I believe a failure to upgrade from N-2 to N should not block the N
release. The reason is limited resources, both for tests and for changes
to fix problems. These resources are more valuable applied to the N
release than to something two releases in the past.
If someone wants to test a release-skipping upgrade, fine. Report
problems? Sure. If someone wants to fix these problems, OK; if not, the
policy should be "Upgrade one release at a time. Release-skipping
upgrades may work, but are not guaranteed."
That's exactly what I'm trying to improve here. Either make it a reliable feature,
or warn the users against it very visibly, because this is an operation that can easily
break their system heavily. We don't currently warn the users much, especially the
system-upgrade tool doesn't contain any warnings like that. If we decide we're not
going to support release skipping officially, users should always do a conscious and
informed decision about this and be aware of the risks.
If "upgrade N-2 -> N-1" works, and "upgrade N-1 -> N" works,
then "upgrade
N-2 -> N" also works, right? Maybe not, and I think it profligate to
insist we fix a broken two-release upgrade when two single-release
upgrades successfully reach the desired target. Document, do not block.
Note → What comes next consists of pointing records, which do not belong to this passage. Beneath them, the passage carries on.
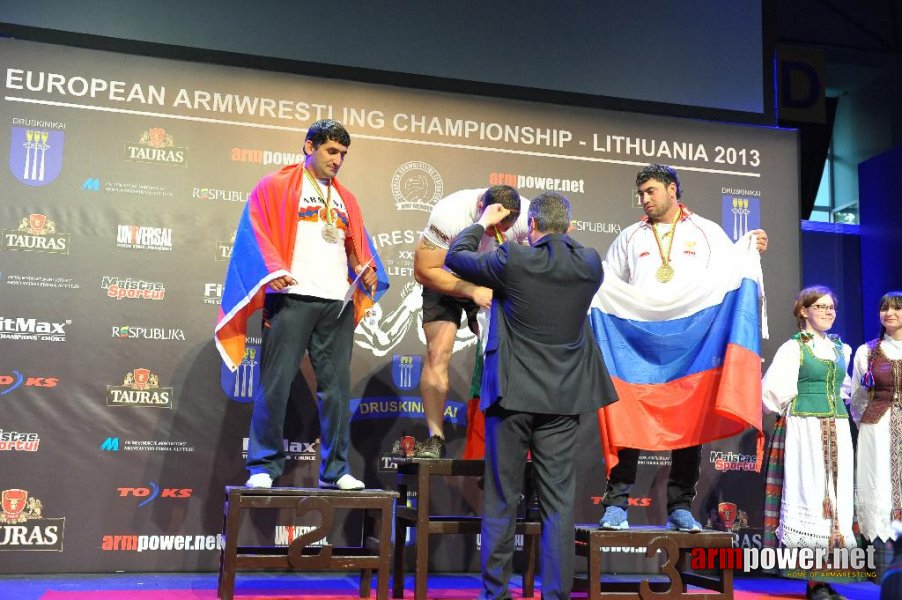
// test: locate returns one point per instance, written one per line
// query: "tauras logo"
(137, 332)
(22, 526)
(26, 328)
(157, 146)
(140, 388)
(36, 233)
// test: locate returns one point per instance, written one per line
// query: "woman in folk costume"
(877, 409)
(809, 493)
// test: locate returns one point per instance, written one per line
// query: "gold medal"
(331, 233)
(664, 273)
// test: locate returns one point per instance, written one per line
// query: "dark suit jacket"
(540, 355)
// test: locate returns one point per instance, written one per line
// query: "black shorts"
(440, 307)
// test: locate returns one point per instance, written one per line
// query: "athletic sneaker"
(434, 447)
(259, 480)
(682, 520)
(614, 518)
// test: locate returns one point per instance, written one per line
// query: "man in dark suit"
(542, 370)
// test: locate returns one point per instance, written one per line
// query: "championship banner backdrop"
(124, 181)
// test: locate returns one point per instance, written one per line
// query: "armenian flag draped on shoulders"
(264, 244)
I may hold a minority opinion, but this seems like another call for QA to
do somebody else's job. Who should decide that release-skip upgrade is a
Fedora imperative?
That would be FESCo. If more people hold your opinion, we should probably file a ticket
and ask them. It's definitely a valid opinion. And it would definitely be easier for
QA. But in this case, I believe the work is worth it, because I personally know many
people who don't want to upgrade twice a year. And offering people a way to upgrade
just once a year (easily, i.e. not going through consecutive upgrades) is something I
consider essential for an operating system.